Les uns et les autres découvrent qu’en servant – ou en ne servant pas – le frère, le pauvre, le malade ou l’étranger, ils servent – ou ne servent pas – le roi lui-même, le roi du jugement dernier. Jésus invite ainsi ses auditeurs à ce renversement surprenant, incroyable : l’autre est l’autre roi… car le roi de l’Univers, qui siège sur le trône de gloire se reconnaît en celui envers qui tu as pratiqué la charité… l’autre « roi » est celui à qui tu as tendu la main, l’autre « roi » est celui que tu as aidé et secouru, l’autre « roi » est celui qui ne porte ni couronne, ni de riches habits, parce qu’il est nu et que tu l’as vêtu, l’autre « roi » est étranger et tu l’as reçu chez toi… Qui pense, en aidant quelqu’un de pauvre et de miséreux, aider le roi ? Personne ! Jésus finalement donne la clé : « Amen, je vous le dis : chaque fois que vous l’avez fait à l’un de ces plus petits de mes frères, c’est à moi que vous l’avez fait. » (Mt 25, 40) et « chaque fois que vous ne l’avez pas fait à l’un de ces plus petits, c’est à moi que vous ne l’avez pas fait. » (Mt 25,45).

Mieux que le roi, c’est Dieu lui-même que nous accueillons quand nous nous tournons vers l’autre. Et voilà la réponse à notre première question : l’Evangile est bien une bonne nouvelle car il nous invite, non pas à chercher Dieu là où il n’est pas, mais à découvrir sa proximité et son amour dans le visage de ceux et celles qui souffrent et sont souvent marginalisés. Dieu nous rejoint – comme dirait le pape François – à la périphérie de nos sociétés. Le trône du Seigneur est une croix et sa couronne est d’épines car il a choisi de rejoindre par le don de sa vie tous ceux et celles qui n’ont plus d’espoir, qui souffrent et sont oubliés. Le Roi de l’univers est assis dans la rue, couché dans les hôpitaux, debout dans les camps de réfugiés, enfermé dans les prisons et, sans doute, à mendier pas bien loin de notre porte.

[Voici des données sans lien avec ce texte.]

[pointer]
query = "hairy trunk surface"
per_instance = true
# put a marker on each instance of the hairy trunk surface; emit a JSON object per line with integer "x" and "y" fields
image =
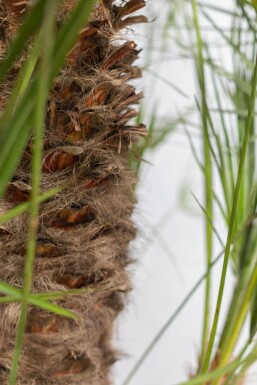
{"x": 85, "y": 229}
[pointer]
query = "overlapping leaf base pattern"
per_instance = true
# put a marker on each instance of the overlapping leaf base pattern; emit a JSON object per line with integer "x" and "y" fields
{"x": 84, "y": 231}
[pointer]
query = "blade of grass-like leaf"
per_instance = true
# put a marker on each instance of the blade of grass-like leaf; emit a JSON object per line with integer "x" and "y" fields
{"x": 21, "y": 208}
{"x": 15, "y": 295}
{"x": 51, "y": 295}
{"x": 248, "y": 63}
{"x": 46, "y": 33}
{"x": 232, "y": 220}
{"x": 207, "y": 148}
{"x": 168, "y": 323}
{"x": 213, "y": 375}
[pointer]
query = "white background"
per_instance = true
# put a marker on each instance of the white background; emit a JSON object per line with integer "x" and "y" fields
{"x": 170, "y": 246}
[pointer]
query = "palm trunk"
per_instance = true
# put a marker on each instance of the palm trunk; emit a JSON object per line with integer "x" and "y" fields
{"x": 84, "y": 231}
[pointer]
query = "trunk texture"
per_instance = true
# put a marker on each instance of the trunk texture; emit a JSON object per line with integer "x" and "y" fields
{"x": 84, "y": 231}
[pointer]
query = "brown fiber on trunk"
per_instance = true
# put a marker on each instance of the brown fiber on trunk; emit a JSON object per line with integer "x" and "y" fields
{"x": 84, "y": 231}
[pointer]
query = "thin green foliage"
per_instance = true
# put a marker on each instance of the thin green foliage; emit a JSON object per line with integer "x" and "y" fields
{"x": 25, "y": 110}
{"x": 207, "y": 179}
{"x": 46, "y": 33}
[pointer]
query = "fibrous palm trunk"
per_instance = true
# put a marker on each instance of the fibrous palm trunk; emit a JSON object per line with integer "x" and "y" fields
{"x": 84, "y": 231}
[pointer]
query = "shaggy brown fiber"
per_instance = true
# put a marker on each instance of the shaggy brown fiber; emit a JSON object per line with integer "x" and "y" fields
{"x": 85, "y": 229}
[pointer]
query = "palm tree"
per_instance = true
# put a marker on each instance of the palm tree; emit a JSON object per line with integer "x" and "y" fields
{"x": 83, "y": 231}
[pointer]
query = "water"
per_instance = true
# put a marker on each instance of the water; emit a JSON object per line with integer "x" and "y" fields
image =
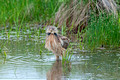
{"x": 28, "y": 59}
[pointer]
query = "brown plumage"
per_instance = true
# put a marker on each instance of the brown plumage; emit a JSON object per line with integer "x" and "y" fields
{"x": 55, "y": 42}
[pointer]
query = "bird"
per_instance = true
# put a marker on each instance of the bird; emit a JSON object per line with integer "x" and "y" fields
{"x": 55, "y": 42}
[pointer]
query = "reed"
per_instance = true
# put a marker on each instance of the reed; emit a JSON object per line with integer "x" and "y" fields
{"x": 103, "y": 30}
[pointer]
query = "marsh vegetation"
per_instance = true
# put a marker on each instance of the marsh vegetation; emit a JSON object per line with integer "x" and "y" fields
{"x": 93, "y": 27}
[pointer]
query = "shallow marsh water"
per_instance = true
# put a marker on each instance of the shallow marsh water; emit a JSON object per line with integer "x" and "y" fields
{"x": 28, "y": 59}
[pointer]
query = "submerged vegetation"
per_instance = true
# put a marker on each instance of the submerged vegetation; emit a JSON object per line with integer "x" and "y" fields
{"x": 98, "y": 24}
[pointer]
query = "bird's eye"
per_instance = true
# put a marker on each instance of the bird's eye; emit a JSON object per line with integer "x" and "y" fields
{"x": 55, "y": 34}
{"x": 48, "y": 33}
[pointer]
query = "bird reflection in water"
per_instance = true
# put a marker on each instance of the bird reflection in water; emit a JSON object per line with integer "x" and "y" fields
{"x": 59, "y": 71}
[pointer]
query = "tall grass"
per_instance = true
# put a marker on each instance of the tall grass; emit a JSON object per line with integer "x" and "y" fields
{"x": 102, "y": 30}
{"x": 22, "y": 11}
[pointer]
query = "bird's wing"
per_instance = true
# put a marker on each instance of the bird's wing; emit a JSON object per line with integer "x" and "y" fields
{"x": 64, "y": 41}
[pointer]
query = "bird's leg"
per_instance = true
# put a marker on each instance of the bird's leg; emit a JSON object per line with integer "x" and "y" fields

Le roi de l’univers n’est pas celui dont notre imagination ferait un portrait à la manière des grands de ce monde.  Ainsi, quand nous fêtons le Christ-Roi de l’Univers, le Fils de Dieu, le Seigneur des morts et des vivants, nous ne pouvons pas oublier, comme le dit si bien saint Paul, que le Christ n’a pas retenu le rang qui l’égalait à Dieu, qu’il s’est anéanti, par amour, jusqu’à la mort en croix, et c’est pour cela que Dieu l’a élevé au-dessus de tout et l’a doté du Nom qui est au-dessus de tout nom (cf. Ph 2, 6-11).

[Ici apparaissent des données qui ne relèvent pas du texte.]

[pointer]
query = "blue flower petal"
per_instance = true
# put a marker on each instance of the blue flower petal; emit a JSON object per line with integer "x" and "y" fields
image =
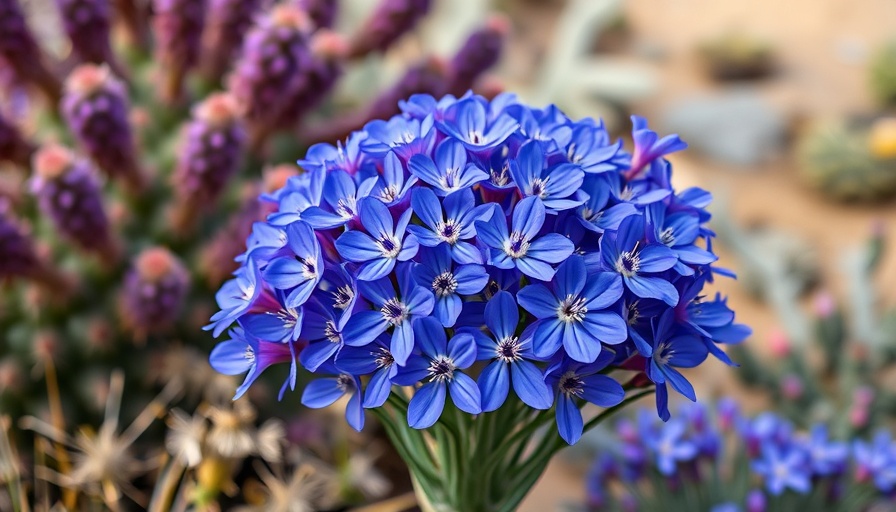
{"x": 321, "y": 393}
{"x": 569, "y": 420}
{"x": 529, "y": 385}
{"x": 494, "y": 384}
{"x": 426, "y": 405}
{"x": 465, "y": 393}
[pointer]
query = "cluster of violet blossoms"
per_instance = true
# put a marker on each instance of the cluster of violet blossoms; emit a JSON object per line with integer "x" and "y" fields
{"x": 749, "y": 464}
{"x": 473, "y": 247}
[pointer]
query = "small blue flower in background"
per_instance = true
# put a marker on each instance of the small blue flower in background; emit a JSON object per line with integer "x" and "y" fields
{"x": 783, "y": 468}
{"x": 467, "y": 229}
{"x": 574, "y": 381}
{"x": 672, "y": 350}
{"x": 511, "y": 358}
{"x": 575, "y": 312}
{"x": 382, "y": 246}
{"x": 670, "y": 446}
{"x": 324, "y": 392}
{"x": 519, "y": 247}
{"x": 441, "y": 362}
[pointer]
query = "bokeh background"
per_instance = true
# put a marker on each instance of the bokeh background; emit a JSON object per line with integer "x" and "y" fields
{"x": 785, "y": 106}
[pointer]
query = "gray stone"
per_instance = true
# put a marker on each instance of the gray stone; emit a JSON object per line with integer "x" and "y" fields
{"x": 736, "y": 127}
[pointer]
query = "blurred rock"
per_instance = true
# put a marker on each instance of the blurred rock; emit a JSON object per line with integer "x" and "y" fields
{"x": 736, "y": 127}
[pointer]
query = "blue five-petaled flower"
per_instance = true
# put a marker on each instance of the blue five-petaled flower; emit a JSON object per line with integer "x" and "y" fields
{"x": 521, "y": 247}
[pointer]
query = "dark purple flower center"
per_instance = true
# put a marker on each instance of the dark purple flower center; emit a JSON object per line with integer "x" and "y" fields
{"x": 345, "y": 382}
{"x": 394, "y": 311}
{"x": 448, "y": 231}
{"x": 389, "y": 246}
{"x": 571, "y": 384}
{"x": 516, "y": 246}
{"x": 444, "y": 284}
{"x": 343, "y": 296}
{"x": 508, "y": 349}
{"x": 539, "y": 187}
{"x": 332, "y": 334}
{"x": 383, "y": 358}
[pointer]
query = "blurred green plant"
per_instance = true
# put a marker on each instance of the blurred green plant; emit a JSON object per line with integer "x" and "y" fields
{"x": 737, "y": 56}
{"x": 833, "y": 365}
{"x": 129, "y": 177}
{"x": 882, "y": 74}
{"x": 850, "y": 160}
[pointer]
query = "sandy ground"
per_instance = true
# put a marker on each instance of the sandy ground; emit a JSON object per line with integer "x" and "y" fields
{"x": 823, "y": 47}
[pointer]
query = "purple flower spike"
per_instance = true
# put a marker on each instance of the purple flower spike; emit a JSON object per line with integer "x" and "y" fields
{"x": 19, "y": 258}
{"x": 95, "y": 107}
{"x": 480, "y": 52}
{"x": 20, "y": 51}
{"x": 13, "y": 147}
{"x": 386, "y": 24}
{"x": 178, "y": 29}
{"x": 226, "y": 26}
{"x": 210, "y": 154}
{"x": 273, "y": 66}
{"x": 154, "y": 291}
{"x": 68, "y": 193}
{"x": 328, "y": 50}
{"x": 87, "y": 24}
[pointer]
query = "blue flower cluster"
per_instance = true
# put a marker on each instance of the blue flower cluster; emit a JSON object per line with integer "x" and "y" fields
{"x": 475, "y": 247}
{"x": 766, "y": 452}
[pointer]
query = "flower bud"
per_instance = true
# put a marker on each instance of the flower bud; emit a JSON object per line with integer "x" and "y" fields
{"x": 479, "y": 53}
{"x": 68, "y": 193}
{"x": 13, "y": 147}
{"x": 177, "y": 25}
{"x": 386, "y": 24}
{"x": 226, "y": 26}
{"x": 95, "y": 106}
{"x": 87, "y": 23}
{"x": 210, "y": 154}
{"x": 154, "y": 291}
{"x": 273, "y": 66}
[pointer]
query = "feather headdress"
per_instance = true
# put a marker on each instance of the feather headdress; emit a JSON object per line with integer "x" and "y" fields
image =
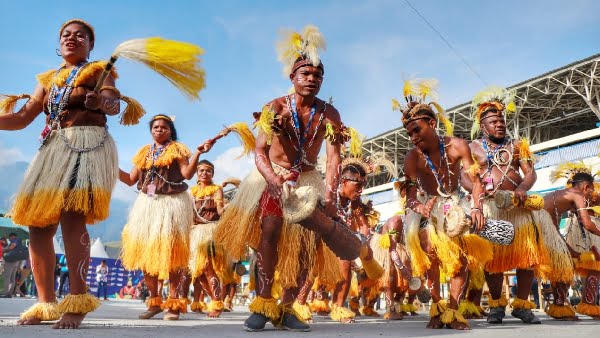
{"x": 417, "y": 93}
{"x": 568, "y": 170}
{"x": 372, "y": 164}
{"x": 295, "y": 50}
{"x": 492, "y": 98}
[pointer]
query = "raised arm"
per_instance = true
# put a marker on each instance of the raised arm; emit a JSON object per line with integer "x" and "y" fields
{"x": 466, "y": 158}
{"x": 26, "y": 114}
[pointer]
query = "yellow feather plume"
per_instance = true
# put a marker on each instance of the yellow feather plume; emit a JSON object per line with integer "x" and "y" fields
{"x": 525, "y": 153}
{"x": 178, "y": 62}
{"x": 132, "y": 113}
{"x": 329, "y": 133}
{"x": 9, "y": 102}
{"x": 245, "y": 135}
{"x": 293, "y": 45}
{"x": 356, "y": 140}
{"x": 396, "y": 106}
{"x": 265, "y": 122}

Le Christ ne règne pas seulement à la fin des temps, il règne aujourd’hui ; et le jugement n’est pas prononcé à la fin des temps mais aujourd’hui par notre accueil ou non de l’autre. La force de la parabole, c’est qu’elle rompt avec nos représentations et nous fait joindre ensemble ce que nous séparons facilement. Nous disons souvent : « il y a Dieu et les autres à aimer ; il y a la fin des temps à espérer et il y a le Christ en qui il faut croire. » Mais Jésus, dans la parabole rassemble ce que nous séparons : l’amour de Dieu ne se sépare pas de l’amour du prochain, et la présence du Christ dans le frère nous fait entrer dans l’espérance et fonde notre foi parce qu’il est là comme un Roi, frère de chacun et confondu avec les plus petits d’entre nous.

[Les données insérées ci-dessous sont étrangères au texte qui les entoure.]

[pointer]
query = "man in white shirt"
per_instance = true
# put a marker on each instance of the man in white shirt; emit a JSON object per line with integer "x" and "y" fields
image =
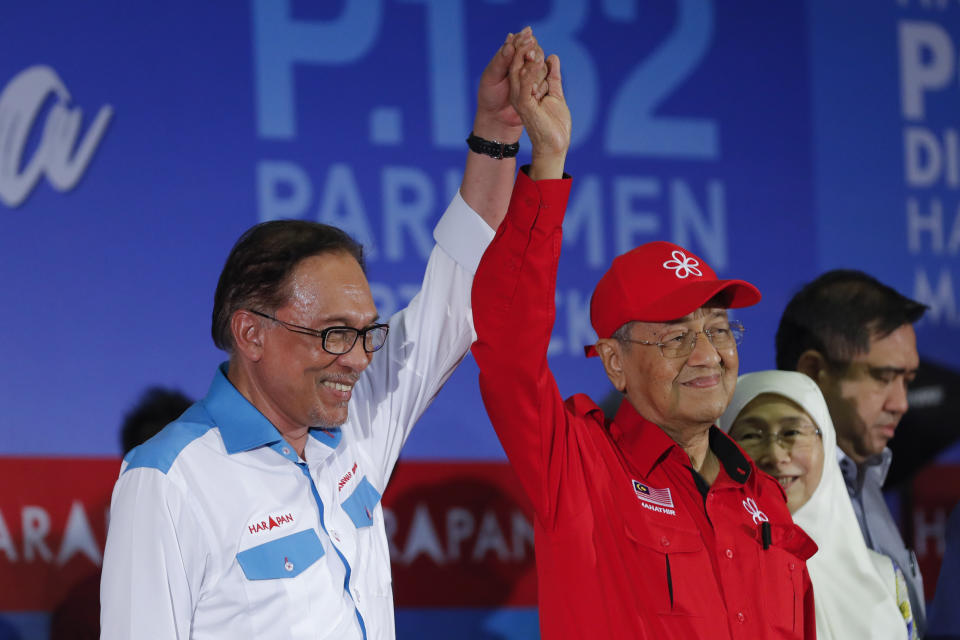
{"x": 257, "y": 513}
{"x": 854, "y": 336}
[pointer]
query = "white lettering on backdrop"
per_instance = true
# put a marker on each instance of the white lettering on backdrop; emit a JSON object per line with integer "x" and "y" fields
{"x": 58, "y": 154}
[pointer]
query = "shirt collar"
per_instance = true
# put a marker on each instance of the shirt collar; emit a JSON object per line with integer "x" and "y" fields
{"x": 242, "y": 426}
{"x": 646, "y": 444}
{"x": 853, "y": 473}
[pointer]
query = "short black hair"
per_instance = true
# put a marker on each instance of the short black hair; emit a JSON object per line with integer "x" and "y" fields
{"x": 837, "y": 314}
{"x": 260, "y": 263}
{"x": 156, "y": 408}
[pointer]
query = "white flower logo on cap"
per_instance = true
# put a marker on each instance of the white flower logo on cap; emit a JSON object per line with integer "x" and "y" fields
{"x": 683, "y": 265}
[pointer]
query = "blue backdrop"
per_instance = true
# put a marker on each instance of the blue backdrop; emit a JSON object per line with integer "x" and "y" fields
{"x": 138, "y": 140}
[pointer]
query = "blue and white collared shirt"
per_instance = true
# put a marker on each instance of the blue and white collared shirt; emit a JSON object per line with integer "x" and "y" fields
{"x": 218, "y": 529}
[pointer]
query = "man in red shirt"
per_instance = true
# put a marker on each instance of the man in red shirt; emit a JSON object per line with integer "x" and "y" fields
{"x": 655, "y": 524}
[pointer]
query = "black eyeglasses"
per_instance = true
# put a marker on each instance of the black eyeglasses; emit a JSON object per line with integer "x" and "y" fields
{"x": 680, "y": 344}
{"x": 338, "y": 340}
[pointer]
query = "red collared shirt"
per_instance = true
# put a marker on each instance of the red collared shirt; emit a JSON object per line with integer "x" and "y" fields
{"x": 627, "y": 545}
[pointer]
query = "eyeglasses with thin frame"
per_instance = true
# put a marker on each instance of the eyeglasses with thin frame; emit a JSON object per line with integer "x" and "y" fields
{"x": 754, "y": 440}
{"x": 338, "y": 340}
{"x": 682, "y": 342}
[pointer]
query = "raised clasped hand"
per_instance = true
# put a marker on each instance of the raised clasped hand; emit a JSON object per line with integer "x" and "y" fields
{"x": 536, "y": 93}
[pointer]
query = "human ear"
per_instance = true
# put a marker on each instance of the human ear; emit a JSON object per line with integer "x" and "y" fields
{"x": 611, "y": 354}
{"x": 247, "y": 332}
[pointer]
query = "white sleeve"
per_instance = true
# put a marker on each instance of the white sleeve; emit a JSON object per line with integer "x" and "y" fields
{"x": 153, "y": 562}
{"x": 427, "y": 340}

A notre première question, l’Evangile est-il une bonne nouvelle ? La Parole de Dieu que nous venons d’entendre dans cette parabole nous conforte dans notre foi : oui, l’Evangile annonce à toute personne la proximité de Dieu dans tous les gestes d’amour en faveur de l’autre. Plus encore, l’Evangile invite chacun à découvrir le visage du Christ dans celui du frère, ouvrant le chemin d’une possible fraternité.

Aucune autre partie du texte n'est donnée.